Lost Diary

For much of October, I had misplaced my diary.

Some of you may wonder that anyone organised enough to have such a tome is not so organised that he can look after it. Alternatively, that someone enjoying even moderate ICT skills should still rely on a bound sheets of paper to run his life. Wonder away. 

I searched the house. I emptied drawers. I scanned each room, even ones I hadn’t been in. I frisked every suit jacket and coat in the wardrobe. I went through the contents of a wheelie bin. I phoned up my hotel in Grange. I contacted Blackburn Magistrates’ Court. I asked the deacons, and searched behind forms and pews lest it had slipped out unawares. Nothing. 

After four weeks of looking (and praying), I finally gave up, saying aloud in my bedroom to the Lord that I would just have to live without it, accepting its loss as a salient reminder of my foolishness. Within ten seconds, I found it. It was in the middle of the dining room floor, underneath a leather footstool. I had literally placed my head next to it as I searched beneath the neighbouring coffee table. A red diary on a red rug is camouflaged, yet I did marvel that it took me so long to see it. It was only after I accepted its loss that it was restored to me. A part of me considered throwing it away for good measure. 

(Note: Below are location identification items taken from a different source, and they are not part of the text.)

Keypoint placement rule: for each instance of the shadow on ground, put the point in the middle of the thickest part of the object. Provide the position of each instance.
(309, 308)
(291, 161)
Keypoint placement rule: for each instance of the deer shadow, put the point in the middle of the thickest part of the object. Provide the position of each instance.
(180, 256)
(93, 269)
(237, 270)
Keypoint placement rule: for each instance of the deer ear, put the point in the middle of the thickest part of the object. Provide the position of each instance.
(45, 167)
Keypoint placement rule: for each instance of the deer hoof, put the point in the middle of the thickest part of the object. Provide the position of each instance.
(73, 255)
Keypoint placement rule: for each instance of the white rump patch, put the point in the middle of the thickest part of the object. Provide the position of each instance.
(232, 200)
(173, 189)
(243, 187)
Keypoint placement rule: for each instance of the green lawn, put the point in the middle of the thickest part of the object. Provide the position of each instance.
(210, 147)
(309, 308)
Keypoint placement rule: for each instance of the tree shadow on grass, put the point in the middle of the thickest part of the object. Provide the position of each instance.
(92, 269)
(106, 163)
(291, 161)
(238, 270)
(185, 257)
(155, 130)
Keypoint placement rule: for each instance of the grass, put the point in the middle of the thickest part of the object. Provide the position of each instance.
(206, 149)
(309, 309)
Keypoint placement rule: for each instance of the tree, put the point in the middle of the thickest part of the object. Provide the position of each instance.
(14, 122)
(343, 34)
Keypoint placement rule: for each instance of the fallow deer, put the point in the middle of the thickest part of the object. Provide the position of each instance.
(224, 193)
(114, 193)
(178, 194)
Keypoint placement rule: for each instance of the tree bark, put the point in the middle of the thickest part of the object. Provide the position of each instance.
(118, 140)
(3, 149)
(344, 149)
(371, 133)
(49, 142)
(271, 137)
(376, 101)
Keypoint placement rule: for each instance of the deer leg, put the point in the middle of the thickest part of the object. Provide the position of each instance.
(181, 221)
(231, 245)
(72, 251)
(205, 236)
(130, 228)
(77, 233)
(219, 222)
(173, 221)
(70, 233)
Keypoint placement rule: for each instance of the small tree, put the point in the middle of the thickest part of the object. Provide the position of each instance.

The Lord gives us good things here on the earth. I’m no advocate of prosperity, but the truth is that God often confers excess wealth on his people. I suspect that anything we have which we are prepared to lose, the Lord allows us to keep; anything we refuse to yield He will remove. The sanctified soul rejoices in material wealth, knowing it is on loan and can be taken at any time. The carnal soul grasps, keeps, retains and guards. From this iron-grip does the Lord release our idols, so that with empty hands we return to Him, the source of all joy and security.